Posted: Fri, 05/03/2019 - 10:34 am EDT
Spring is in full swing, but it wasn't long ago that winter seemed to have no end in sight. During those cold gray days, I was looking to mix up the programming assignments in my high school Introduction to Computer Science course. In incorporating conditional control structures into our Python programs, I wanted to delve deeper into the idea of branching.
Image Source: https://www.flickr.com/photos/ricjl/9026958429
When trying to explain the concept, I started describing for my students how the Choose Your Own Adventure books worked. They were among my favorite books as a child. I loved that you could make choices within the story and read the same book over and over, each time enjoying a different experience. I also loved trying to map out every possible path through the story. The idea of branching becomes much more concrete when considering these stories. Why not program our own in class?
For my high school students, I gave them a simple prompt: Brainstorm a compelling idea for a Choose Your Own Adventure-style story. First, consider the setting, characters, and plot. Create at least three branches in your story paths. The program player should be able to enter a key or word to make a choice between two options at each of your three branches. The outcomes should differ based on each choice the player makes. Your whole story should be nested inside a while loop, allowing the player to answer (y/n) at the end of each game if they wish to play again. If they enter “y”, they can play again. If they enter “n”, the game terminates with a descriptive message.
This could be a great project to connect computer science with a social studies, English, or a science topic, or you can let students select their own themes. Even if you are not learning a programming language such as Python, crafting a story outline on paper makes for an interesting unplugged activity for students of all ages. If this choice is selected, then what happens? This could also be done in a word processing document such as Google Docs with simple hyperlinks and bookmarks within a document.

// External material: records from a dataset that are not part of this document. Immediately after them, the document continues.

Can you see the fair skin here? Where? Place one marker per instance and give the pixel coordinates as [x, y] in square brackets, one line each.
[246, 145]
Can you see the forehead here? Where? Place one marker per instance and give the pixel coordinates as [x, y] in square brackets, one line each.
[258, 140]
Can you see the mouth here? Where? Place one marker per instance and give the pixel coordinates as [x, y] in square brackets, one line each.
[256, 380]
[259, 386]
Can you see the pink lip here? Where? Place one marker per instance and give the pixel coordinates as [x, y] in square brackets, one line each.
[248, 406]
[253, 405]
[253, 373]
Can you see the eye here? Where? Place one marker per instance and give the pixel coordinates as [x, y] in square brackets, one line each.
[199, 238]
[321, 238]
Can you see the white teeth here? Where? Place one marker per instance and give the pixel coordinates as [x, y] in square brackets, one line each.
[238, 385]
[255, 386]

Here are some resources you can use to create Choose Your Own Adventure-style stories with your computer science students:
- DIY Choose Your Own Adventure: Common Sense Media
- Choose Your Own Adventure Hypertext Lesson Plan: Read Write Think
- Creating a Choose Your Own Adventure Story: Virtual Museum of Canada
- If-Then Adventure Stories: Google’s Applied Digital Skills
Have you tried something like this in your class? What other ways do you have to integrate computer science with other topics?